Neste momento, qual é esse rácio?
Neste momento, se olharmos para os dados que temos disponíveis, a média dos países da OCDE, a média, de enfermeiros por mil habitantes, anda à volta dos 9,5. Esta é uma média que ainda não garante, mas é uma média. O ideal do patient safety são rácios na ordem dos 13, 14 enfermeiros por mil habitantes. Quando olhamos para Portugal, se olharmos apenas para o SNS, temos 4,3 enfermeiros por mil habitantes. Se incluirmos o privado e o social, temos à volta de 6,5 enfermeiros por mil habitantes. É menos de metade do ótimo, e é muito menos que a média dos países da OCDE. Quando os estudos internacionais provam que, por cada doente a mais que um enfermeiro tem, eu tenho um aumento da taxa de mortalidade de 7%, e isto não pode ser olhado como um número, porque são vidas. Secalhar não diz muito a quem não pensa nisto todos os dias, porque não é a vida de alguém que eu gosto, mas um dia pode ser, nós não sabemos.
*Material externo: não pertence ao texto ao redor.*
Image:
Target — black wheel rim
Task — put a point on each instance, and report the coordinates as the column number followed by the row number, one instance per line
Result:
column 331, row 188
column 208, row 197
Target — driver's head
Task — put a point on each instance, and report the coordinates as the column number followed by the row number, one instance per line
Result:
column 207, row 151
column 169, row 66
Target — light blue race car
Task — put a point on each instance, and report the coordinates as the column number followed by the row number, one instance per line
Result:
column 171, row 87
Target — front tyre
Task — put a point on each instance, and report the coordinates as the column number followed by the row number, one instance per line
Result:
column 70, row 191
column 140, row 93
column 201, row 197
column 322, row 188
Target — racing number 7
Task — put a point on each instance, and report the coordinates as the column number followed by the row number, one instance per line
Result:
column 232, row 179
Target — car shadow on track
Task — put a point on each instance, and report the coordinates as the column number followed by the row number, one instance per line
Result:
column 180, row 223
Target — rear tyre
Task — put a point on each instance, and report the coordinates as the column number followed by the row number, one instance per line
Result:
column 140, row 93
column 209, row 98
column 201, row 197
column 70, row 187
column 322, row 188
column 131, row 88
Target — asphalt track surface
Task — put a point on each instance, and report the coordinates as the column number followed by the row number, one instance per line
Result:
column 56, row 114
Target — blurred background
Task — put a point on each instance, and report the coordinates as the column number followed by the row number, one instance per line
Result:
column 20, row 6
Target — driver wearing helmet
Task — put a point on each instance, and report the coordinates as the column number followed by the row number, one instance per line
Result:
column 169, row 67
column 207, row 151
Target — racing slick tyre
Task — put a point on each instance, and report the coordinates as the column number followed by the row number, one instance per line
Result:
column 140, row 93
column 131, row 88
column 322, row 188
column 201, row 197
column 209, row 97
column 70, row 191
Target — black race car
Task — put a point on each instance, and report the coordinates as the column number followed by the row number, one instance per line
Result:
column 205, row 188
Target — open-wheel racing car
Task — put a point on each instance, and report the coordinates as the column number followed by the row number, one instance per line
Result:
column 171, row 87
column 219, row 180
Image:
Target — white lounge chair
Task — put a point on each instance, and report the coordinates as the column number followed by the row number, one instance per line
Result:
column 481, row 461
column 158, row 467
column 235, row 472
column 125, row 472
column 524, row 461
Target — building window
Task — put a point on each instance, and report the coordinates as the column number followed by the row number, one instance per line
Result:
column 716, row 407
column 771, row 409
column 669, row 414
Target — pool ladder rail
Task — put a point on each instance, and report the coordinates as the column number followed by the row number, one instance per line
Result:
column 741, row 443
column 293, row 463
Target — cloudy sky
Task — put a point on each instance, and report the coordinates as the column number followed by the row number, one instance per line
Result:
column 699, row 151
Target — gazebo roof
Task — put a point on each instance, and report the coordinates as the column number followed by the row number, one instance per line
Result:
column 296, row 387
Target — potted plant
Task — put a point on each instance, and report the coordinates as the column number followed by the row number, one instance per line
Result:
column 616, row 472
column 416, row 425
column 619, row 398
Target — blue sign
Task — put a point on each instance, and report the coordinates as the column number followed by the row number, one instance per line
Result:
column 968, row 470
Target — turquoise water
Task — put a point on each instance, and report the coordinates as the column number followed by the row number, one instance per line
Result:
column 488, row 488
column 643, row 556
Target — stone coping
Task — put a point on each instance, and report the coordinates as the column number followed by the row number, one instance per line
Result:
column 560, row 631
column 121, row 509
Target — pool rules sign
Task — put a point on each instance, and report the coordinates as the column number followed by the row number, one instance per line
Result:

A estas três coisas acrescentaria também a questão da reforma. Eu não posso ter um enfermeiro a reformar-se aos 66 anos de idade, como tenho o resto da função pública. Os enfermeiros tinham, antes de 2009, uma reforma aos 57 anos de idade, com 35 anos de profissão. Quando eu terminei o meu curso, era este o regime que vigorava, porque eu, aos 44 anos, sou enfermeira há 23, e portanto nós não podemos ter tantos anos de serviço, porque esta é uma profissão de desgaste rápido, e não podemos ter uma reforma aos 66 anos, porque o nosso trabalho é muito físico, e tem a ver com a prestação direta de cuidados e o suportar as necessidades que os outros já não conseguem prover a eles próprios. Mobilizá-los, levantá-los, dar-lhes banho, todo isto requer esforço físico, e nós aos 66 anos de idade não vamos estar em condições de fazer isso, porque fazer noites, fazer turnos, são regimes de trabalho que alteram por completo os nossos ritmos biológicos, e fazem-nos envelhecer muito mais rapidamente que outra profissão qualquer.